Are We Witnessing the Re-Birth of the Drop Goal?

April 27, 2017

Basketball has its 3 pointers, golf the albatross, football a direct free kick and rugby has the drop goal. All elements within sport that, if successful, can cause crowds to go bananas at, and all elements that require a hell of a lot of practice to execute perfectly.

The dramatism that can be created in rugby by a last gasp drop goal attempt is immense. These efforts conjure an atmosphere more electrifying than Oasis coming on stage to do an encore of Wonderwall…OK maybe not that electrifying but you get my point.

A vibrant stadium, in full voice, stops singing like a choir as if the kicker is their conductor, issuing their silence. Time often slows, pupils widen and gasps echo around a ground.

This moment within the sport, is epitomised by the that Jonny Wilkinson drop goal, against the Wallabies in 03’ (sorry to bring it up).

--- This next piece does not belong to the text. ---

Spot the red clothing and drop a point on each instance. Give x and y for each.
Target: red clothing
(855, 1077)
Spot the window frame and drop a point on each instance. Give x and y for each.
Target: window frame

The DG is now a dying art, used simply as a last resort hit and hope rather than a practiced skill. Wilko, who really was the master of the art, used to drop 4 or 5 a game – at least - and when he executed one, it was never a kick to nothing but a measured point scoring opportunity.  

So, why do we see so few attempts in the modern game?

Well, one argument, presented by Ugo Monye, is that back in the day, DG’s seemed the obvious attacking choice when a team had been given advantage by the referee…mainly because advantage periods didn’t last all that long. 

Yet, in the modern game, advantages are so much longer, often encouraging the attacking side to go for the try, with an almost guaranteed kick at goal as insurance.

Last weekend, we saw a finely struck forty-yarder from Jules Plisson, and two beauties from his French compatriot Camille Lopez. These strikes created the kind of excitement, described at the start of this piece.

Not only that, they were taken at exactly the right time and all three had a bearing on the fixture, swinging momentum in the way of their teams. The point I’m making is that they can still be effective but teams opt to ignore this method of points scoring.

So will the drop goal make a return?

In my opinion, I’m afraid not. These 3-pointers by the French chaps, were fantastic moments of individual skill but they’ll remain exceptions to fixtures. The simple fact is running rugby is the current trend (and we love it), and teams are simply more keen to go for a potential 7-point score over a 3 – especially when the ref’s are giving them the platform to do so.

Simples...or maybe not. I'd be very keen to hear your thoughts on the matter!